Ousted Deutsche Bank boss to score 9 mn-euro payoff

Frankfurt am Main (AFP) –


Former Deutsche Bank chief executive John Cryan can expect a payoff of around 9.0 million euros ($11.1 million) after he was unwillingly shunted out of his post, internal rules at the lender show.

When a board member leaves before their contract is up, "the severance payment, as a rule, is two annual compensation amounts," based on pay for the previous financial year and expected pay for the current year, Deutsche's 2017 annual report says.

Cryan took home a salary of 3.4 million euros in 2017, while there had so far been no indication of his pay this year.

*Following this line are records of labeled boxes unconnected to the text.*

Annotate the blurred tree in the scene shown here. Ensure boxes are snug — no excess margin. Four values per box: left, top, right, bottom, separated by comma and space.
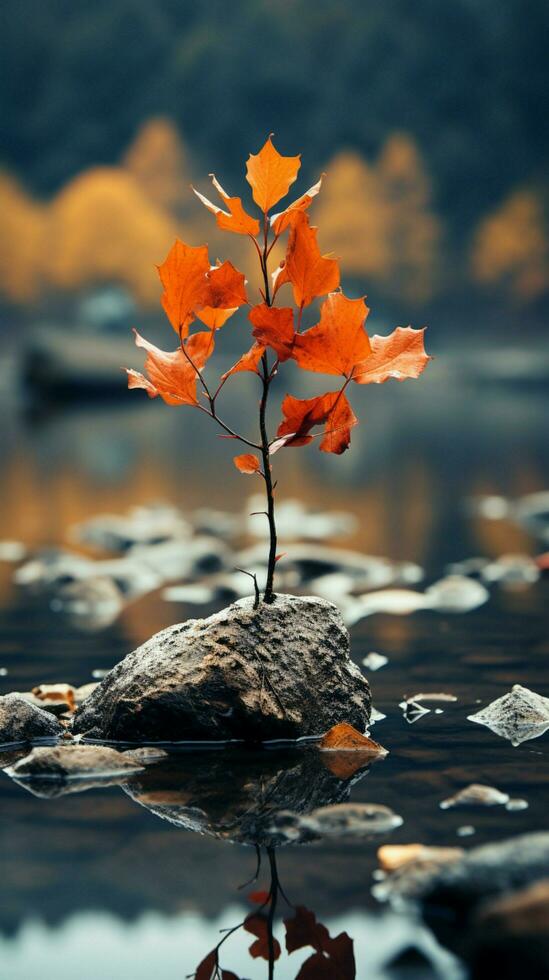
45, 167, 177, 306
471, 190, 549, 301
315, 134, 440, 303
0, 173, 45, 305
122, 116, 192, 218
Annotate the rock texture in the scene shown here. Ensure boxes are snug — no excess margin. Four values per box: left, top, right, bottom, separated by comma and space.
0, 694, 64, 745
469, 684, 549, 746
122, 746, 368, 846
74, 595, 371, 742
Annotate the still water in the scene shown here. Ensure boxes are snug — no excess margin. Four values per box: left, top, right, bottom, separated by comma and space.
0, 363, 549, 980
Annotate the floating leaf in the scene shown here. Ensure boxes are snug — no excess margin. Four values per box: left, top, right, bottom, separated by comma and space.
246, 136, 301, 214
233, 453, 261, 473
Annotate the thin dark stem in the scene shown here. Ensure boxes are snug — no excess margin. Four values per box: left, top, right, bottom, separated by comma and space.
267, 847, 279, 980
255, 216, 277, 603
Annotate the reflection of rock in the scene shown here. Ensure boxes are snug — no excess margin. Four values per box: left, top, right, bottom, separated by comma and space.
74, 595, 370, 742
375, 832, 549, 949
124, 748, 368, 845
469, 684, 549, 745
467, 879, 549, 980
6, 745, 143, 797
0, 694, 64, 745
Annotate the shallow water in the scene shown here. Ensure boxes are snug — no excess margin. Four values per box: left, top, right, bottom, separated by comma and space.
0, 368, 549, 980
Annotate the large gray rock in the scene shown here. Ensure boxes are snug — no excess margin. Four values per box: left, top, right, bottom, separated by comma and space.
0, 694, 64, 745
74, 595, 371, 742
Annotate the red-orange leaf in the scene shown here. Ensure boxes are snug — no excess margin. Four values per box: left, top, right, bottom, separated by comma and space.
194, 950, 217, 980
277, 391, 358, 456
273, 211, 339, 307
158, 239, 212, 337
233, 453, 261, 473
248, 303, 295, 361
271, 174, 324, 237
193, 174, 259, 238
293, 293, 371, 378
246, 136, 301, 213
127, 331, 214, 405
244, 915, 281, 960
353, 327, 431, 385
221, 344, 265, 381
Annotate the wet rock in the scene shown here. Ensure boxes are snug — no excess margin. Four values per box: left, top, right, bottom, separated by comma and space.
467, 879, 549, 980
6, 744, 143, 799
375, 832, 549, 949
74, 595, 371, 742
274, 803, 403, 840
468, 684, 549, 746
0, 694, 64, 745
8, 745, 143, 780
71, 504, 190, 552
439, 783, 509, 810
123, 748, 367, 846
377, 844, 465, 872
362, 652, 389, 670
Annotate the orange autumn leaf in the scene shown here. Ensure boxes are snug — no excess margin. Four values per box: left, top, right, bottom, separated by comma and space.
193, 174, 259, 238
221, 344, 265, 381
196, 262, 248, 330
277, 391, 358, 456
233, 453, 261, 473
353, 327, 431, 385
293, 293, 371, 378
244, 915, 281, 960
248, 303, 295, 361
126, 331, 214, 405
246, 136, 301, 214
273, 211, 339, 308
319, 721, 386, 755
271, 174, 324, 238
158, 239, 212, 337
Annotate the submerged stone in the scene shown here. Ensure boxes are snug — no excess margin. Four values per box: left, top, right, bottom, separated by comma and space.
0, 694, 64, 745
74, 595, 371, 742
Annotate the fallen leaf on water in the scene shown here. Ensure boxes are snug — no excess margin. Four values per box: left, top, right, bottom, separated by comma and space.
377, 844, 464, 871
319, 721, 387, 755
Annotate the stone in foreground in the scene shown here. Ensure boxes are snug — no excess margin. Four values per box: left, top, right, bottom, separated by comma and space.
74, 595, 371, 742
8, 745, 143, 779
0, 694, 64, 745
468, 684, 549, 746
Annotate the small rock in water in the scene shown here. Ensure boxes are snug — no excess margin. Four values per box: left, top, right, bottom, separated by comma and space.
362, 652, 389, 670
370, 708, 387, 725
6, 745, 143, 780
425, 575, 490, 613
377, 844, 464, 872
439, 783, 509, 810
505, 799, 529, 813
482, 555, 541, 589
304, 803, 403, 837
468, 684, 549, 746
0, 541, 27, 562
399, 701, 431, 725
401, 691, 457, 707
0, 694, 64, 745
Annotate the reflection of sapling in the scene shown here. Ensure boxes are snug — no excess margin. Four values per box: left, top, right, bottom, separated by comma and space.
128, 137, 429, 602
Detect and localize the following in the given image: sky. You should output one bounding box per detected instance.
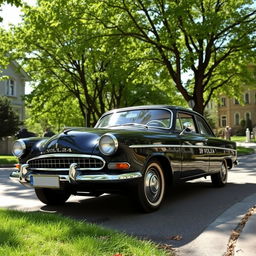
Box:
[0,0,35,94]
[0,4,21,29]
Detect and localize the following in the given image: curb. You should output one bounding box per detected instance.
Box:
[0,164,15,168]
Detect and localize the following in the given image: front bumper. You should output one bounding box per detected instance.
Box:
[10,164,142,187]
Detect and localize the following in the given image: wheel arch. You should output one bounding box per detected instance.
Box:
[145,155,173,185]
[224,158,233,169]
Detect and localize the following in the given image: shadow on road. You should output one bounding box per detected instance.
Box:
[38,178,256,247]
[0,164,256,247]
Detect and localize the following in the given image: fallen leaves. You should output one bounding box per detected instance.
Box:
[167,235,182,241]
[224,205,256,256]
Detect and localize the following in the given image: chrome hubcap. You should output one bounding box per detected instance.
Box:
[220,164,227,181]
[145,168,161,203]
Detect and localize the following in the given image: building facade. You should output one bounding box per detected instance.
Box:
[0,61,29,121]
[0,61,30,155]
[217,90,256,134]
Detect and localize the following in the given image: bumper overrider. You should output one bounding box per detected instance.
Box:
[10,154,142,188]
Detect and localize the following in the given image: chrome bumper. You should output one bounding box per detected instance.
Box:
[10,163,142,187]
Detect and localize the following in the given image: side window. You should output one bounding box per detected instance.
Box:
[196,116,213,136]
[175,113,196,132]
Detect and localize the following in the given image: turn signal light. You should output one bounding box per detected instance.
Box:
[14,164,20,169]
[108,162,130,170]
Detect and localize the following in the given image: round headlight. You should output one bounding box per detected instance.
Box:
[99,133,118,156]
[12,140,26,157]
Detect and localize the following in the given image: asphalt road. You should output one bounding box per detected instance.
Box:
[0,154,256,248]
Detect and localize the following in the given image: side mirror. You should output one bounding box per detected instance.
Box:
[180,122,192,135]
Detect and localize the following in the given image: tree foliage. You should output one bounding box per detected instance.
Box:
[0,97,20,138]
[88,0,256,113]
[15,0,182,125]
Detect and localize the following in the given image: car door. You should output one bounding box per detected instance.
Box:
[175,112,209,179]
[196,116,225,172]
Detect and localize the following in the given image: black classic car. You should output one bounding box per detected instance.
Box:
[11,105,237,212]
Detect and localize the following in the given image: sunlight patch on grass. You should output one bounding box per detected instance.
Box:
[0,210,174,256]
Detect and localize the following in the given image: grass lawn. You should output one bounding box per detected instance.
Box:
[231,136,255,142]
[0,156,18,164]
[237,147,255,156]
[0,209,174,256]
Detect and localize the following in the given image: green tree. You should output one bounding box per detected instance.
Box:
[0,0,21,22]
[15,0,182,125]
[87,0,256,113]
[0,97,20,138]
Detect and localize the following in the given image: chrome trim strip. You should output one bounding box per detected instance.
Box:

That could give him the right to around 6.8 million euros in severance pay plus the 1.9 million euros the bank reported in his retirement account.

The Frankfurt institution declined Tuesday to comment on Cryan's "golden parachute".

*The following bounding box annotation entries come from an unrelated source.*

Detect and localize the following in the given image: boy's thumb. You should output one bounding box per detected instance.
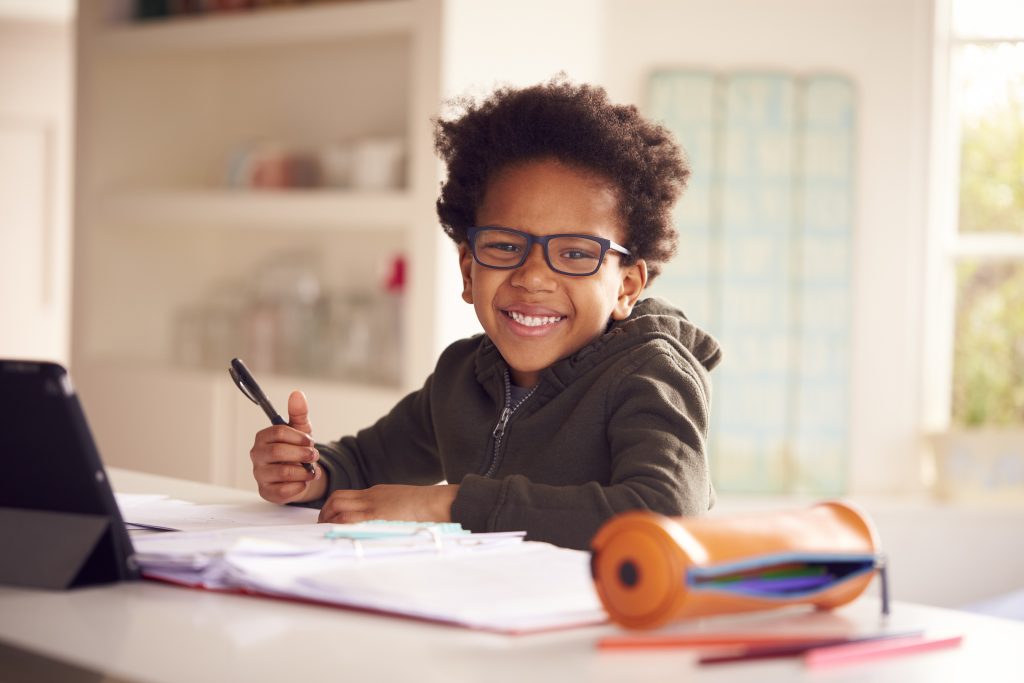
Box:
[288,391,313,434]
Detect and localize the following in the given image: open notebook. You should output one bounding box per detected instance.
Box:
[135,523,607,634]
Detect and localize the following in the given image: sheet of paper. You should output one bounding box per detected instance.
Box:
[133,524,607,633]
[115,493,319,531]
[298,542,607,633]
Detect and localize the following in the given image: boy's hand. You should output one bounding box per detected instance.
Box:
[318,484,459,524]
[249,391,327,505]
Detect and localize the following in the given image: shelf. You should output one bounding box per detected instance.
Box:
[99,0,417,52]
[97,189,412,232]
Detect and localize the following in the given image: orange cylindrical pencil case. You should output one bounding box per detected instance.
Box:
[591,501,888,629]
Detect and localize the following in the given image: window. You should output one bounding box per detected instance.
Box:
[649,69,857,495]
[933,0,1024,428]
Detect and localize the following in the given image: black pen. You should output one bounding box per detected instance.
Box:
[227,358,316,475]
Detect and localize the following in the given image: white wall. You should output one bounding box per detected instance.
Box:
[604,0,932,494]
[0,15,72,364]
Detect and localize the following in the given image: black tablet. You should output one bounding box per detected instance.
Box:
[0,359,137,589]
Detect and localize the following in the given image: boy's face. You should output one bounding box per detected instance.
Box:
[459,160,647,387]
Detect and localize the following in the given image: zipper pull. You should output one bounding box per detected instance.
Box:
[490,403,512,440]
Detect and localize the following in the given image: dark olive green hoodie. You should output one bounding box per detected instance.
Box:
[307,299,721,548]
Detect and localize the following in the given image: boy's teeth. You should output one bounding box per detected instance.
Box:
[509,310,562,328]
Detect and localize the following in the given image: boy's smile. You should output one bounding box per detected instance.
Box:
[459,159,647,387]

He is set to leave the bank at the end of the month -- well in advance of the end of his contract in May 2020 -- after supervisory board chairman Paul Achleitner pushed through over the weekend a replacement, 47-year-old career Deutsche banker Christian Sewing.

A former finance director at UBS, Cryan waived any bonus payment for 2017 after the bank booked its third annual loss in a row.

In an interview with newspaper Frankfurt Allgemeine Zeitung Tuesday, Achleitner said Cryan had "rendered great service" to Deutsche Bank.

The British CEO neutralised the worst legal threats hanging over Deutsche from the financial crisis, in part by paying billions in fines and compensation, and cut operating costs.

And he strengthened Deutsche's capital foundations with an 8-billion-euro ($9.8 billion) share issue last year and floated asset management division DWS on the stock market in March, "setting the scene for a successful future," Achleitner said.

Nevertheless, "his weak point was the speed at which the board took decisions and then pushed through their implementation."

Deutsche has yet to return to profitability, while the share price has slumped more than 50 percent in the past two years -- around 30 percent since the start of this year alone.

News of Sewing's appointment briefly pushed the shares up on Monday morning, but Tuesday saw the bank at the bottom of the DAX index of blue-chip German shares, losing 1.1 percent to trade at 11.36 euros by midday (1000 GMT).